After getting pgseccomp up and running, run the same check:
```
LOI="(Seccomp|NoNewPrivs|Speculation_Store_Bypass)"
for pid in $(ps -fu postgres|tail -n+2|tr -s " "|cut -d" " -f2);
do
echo "${pid} - $(cat /proc/${pid}/status |grep -E ${LOI})";
done;
24613 - NoNewPrivs: 1
Seccomp: 2
Speculation_Store_Bypass: thread force mitigated
24615 - NoNewPrivs: 1
Seccomp: 2
Speculation_Store_Bypass: thread force mitigated
24616 - NoNewPrivs: 1
Seccomp: 2
Speculation_Store_Bypass: thread force mitigated
24617 - NoNewPrivs: 1
Seccomp: 2
Speculation_Store_Bypass: thread force mitigated
24618 - NoNewPrivs: 1
Seccomp: 2
Speculation_Store_Bypass: thread force mitigated
24619 - NoNewPrivs: 1
Seccomp: 2
Speculation_Store_Bypass: thread force mitigated
24620 - NoNewPrivs: 1
Seccomp: 2
Speculation_Store_Bypass: thread force mitigated
```
Clearly now seccomp is active on the ```postgres``` processes, and as a bonus ```Speculation_Store_Bypass``` has also been mitigated.
Also run:
```
select * from seccomp_filter()
```
or some variation of that, and verify your filters are set up the way you intend them to be.
## Notes
In order to determine your minimally required allow lists, do something like the following on a non-production server with the same architecture as production:
0. Setup:
* install libseccomp, libseccomp-dev, and seccomp
* install auditd if not already installed
1. Modify postgresql.conf and/or create /postgresql_tmp.conf
```
pgseccomp.enabled = on
pgseccomp.global_syscall_default = 'allow'
pgseccomp.global_syscall_allow = ''
pgseccomp.global_syscall_log = ''
pgseccomp.global_syscall_error = ''
pgseccomp.global_syscall_kill = ''
pgseccomp.session_syscall_default = 'log'
pgseccomp.session_syscall_allow = '*'
pgseccomp.session_syscall_log = '*'
pgseccomp.session_syscall_error = '*'
pgseccomp.session_syscall_kill = '*'
```
2. Modify /etc/audit/auditd.conf
```
disp_qos = 'lossless'
change max_log_file_action = 'ignore'
```
3. Stop auditd, clear out all audit.logs, start auditd:
```
systemctl stop auditd.service # if running
echo -n "" > /var/log/audit/audit.log
systemctl start auditd.service
```
4. Start/restart postgres.
5. Exercise postgres as much as possible (one or more of the following):
* make installcheck-world
* make check world \
EXTRA_REGRESS_OPTS=--temp-config=/postgresql_tmp.conf
* run your application through its paces
* other random testing of relevant postgres features
```
Note: at this point audit.log will start growing quickly.
```
6. Process results:
* a) ```systemctl stop auditd.service```
* b) Run the provided ```get_syscalls.sh``` script (may need editing for your system)

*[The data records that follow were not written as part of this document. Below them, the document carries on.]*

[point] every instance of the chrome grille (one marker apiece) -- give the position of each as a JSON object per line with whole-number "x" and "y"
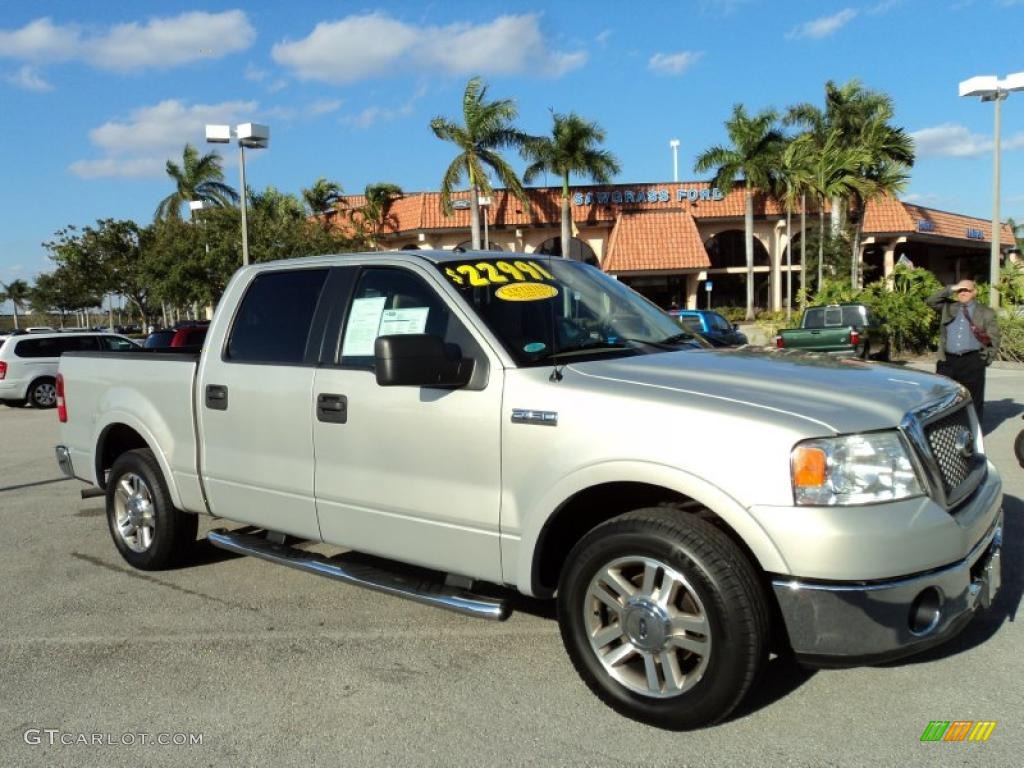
{"x": 942, "y": 435}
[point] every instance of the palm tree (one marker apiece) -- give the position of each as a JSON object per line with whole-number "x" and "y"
{"x": 793, "y": 181}
{"x": 757, "y": 144}
{"x": 570, "y": 148}
{"x": 16, "y": 292}
{"x": 486, "y": 127}
{"x": 834, "y": 171}
{"x": 376, "y": 211}
{"x": 322, "y": 196}
{"x": 197, "y": 178}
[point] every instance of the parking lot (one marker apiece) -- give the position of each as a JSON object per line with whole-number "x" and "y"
{"x": 272, "y": 667}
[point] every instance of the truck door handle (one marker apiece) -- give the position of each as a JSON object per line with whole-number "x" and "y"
{"x": 216, "y": 396}
{"x": 332, "y": 408}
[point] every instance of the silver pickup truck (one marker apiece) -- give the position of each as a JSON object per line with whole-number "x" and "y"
{"x": 531, "y": 423}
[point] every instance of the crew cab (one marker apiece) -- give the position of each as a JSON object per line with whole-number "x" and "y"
{"x": 837, "y": 329}
{"x": 526, "y": 422}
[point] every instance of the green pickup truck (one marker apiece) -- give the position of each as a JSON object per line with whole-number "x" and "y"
{"x": 840, "y": 330}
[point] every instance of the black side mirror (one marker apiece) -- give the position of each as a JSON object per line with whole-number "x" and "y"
{"x": 420, "y": 360}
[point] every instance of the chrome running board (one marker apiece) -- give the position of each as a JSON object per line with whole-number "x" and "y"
{"x": 363, "y": 574}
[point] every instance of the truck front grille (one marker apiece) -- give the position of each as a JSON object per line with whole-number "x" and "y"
{"x": 945, "y": 439}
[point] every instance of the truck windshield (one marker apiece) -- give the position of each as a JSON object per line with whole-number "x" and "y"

* c) Cut and paste the result as the value of session_syscall_allow.
7. Optional:
* a) global_syscall_default = 'log'
* b) Repeat steps 3-5
* c) Repeat step 6a and 6b
* d) Cut and paste the result as the value of global_syscall_allow
8. Iterate steps 3-6b.
* Output of ```get_syscalls.sh``` should be empty.
* If there are any new syscalls, add to global_syscall_allow and
session_syscall_allow.
* Iterate until output of ```get_syscalls.sh``` script is empty.
9. Optional:
* Change global and session defaults to ```error``` or ```kill```
* Reduce the allow lists if desired
10. Adjust settings to taste, restart postgres, and monitor audit.log
going forward.
## Licensing
Please see the [LICENSE](./LICENSE) file.